A Practical Checklist

Before enabling automated reconciliation for any resource group, verify these points:

Can the team override or pause reconciliation during incidents?
Is there a defined reconciliation window that excludes off-hours?
Are dynamic resources like auto-scaling groups excluded or given special rules?
Does the pipeline require human approval before applying reconciliation changes?
Is there a documented process for adopting legitimate drift back into code?

The Real Takeaway

Automated reconciliation is a tool, not a policy. It works well when your infrastructure is stable, your changes all go through the pipeline, and incidents are rare. It works against you when operations are messy, emergencies happen, and humans need to make judgment calls.

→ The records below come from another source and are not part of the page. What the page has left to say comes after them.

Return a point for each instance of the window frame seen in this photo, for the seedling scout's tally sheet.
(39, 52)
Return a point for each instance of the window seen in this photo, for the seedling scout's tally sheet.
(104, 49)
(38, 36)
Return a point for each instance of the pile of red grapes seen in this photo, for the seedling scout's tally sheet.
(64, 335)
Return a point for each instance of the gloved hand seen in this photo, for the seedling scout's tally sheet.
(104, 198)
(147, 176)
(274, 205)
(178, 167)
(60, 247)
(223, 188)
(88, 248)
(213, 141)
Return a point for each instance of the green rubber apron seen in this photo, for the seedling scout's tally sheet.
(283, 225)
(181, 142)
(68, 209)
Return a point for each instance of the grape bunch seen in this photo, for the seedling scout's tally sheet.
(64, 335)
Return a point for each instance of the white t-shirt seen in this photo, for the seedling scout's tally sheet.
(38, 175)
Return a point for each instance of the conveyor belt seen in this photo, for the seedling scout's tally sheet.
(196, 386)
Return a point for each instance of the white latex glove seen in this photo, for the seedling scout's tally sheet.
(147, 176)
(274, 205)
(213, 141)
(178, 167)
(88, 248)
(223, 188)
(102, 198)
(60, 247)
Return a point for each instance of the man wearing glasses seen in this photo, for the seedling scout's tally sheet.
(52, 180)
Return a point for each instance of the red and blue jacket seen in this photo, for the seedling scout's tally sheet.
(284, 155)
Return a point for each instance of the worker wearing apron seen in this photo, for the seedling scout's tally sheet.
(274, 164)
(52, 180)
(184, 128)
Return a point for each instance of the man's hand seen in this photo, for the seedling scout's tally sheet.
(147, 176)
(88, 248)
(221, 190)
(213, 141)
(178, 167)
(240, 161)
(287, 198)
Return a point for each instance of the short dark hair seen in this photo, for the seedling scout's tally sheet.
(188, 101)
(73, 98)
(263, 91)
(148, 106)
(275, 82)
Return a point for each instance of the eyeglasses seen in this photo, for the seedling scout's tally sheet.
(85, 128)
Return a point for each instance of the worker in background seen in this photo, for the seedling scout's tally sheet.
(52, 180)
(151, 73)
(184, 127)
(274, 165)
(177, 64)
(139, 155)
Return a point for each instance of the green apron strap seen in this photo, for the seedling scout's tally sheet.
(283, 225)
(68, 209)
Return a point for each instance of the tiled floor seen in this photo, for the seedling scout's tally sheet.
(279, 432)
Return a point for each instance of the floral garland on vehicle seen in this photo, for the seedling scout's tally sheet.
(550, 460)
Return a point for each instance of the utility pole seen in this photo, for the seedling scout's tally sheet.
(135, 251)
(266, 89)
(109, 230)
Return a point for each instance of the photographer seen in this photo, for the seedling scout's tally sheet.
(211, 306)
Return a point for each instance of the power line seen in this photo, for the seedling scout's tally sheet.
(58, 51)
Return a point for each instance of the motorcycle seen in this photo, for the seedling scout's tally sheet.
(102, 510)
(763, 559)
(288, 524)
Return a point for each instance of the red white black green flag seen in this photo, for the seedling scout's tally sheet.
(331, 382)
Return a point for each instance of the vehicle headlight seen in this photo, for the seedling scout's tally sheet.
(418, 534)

The teams that handle this well don't automate everything. They automate the detection and notification of drift, but keep the decision to reconcile in human hands. They build windows and freezes that match their operational reality. They exclude resources that are supposed to be dynamic.

Your infrastructure will drift from your code. Some of that drift will be a problem. Some of it will be the reason your service stayed up. The goal isn't to eliminate drift. The goal is to have enough control to know which kind you're dealing with before you act.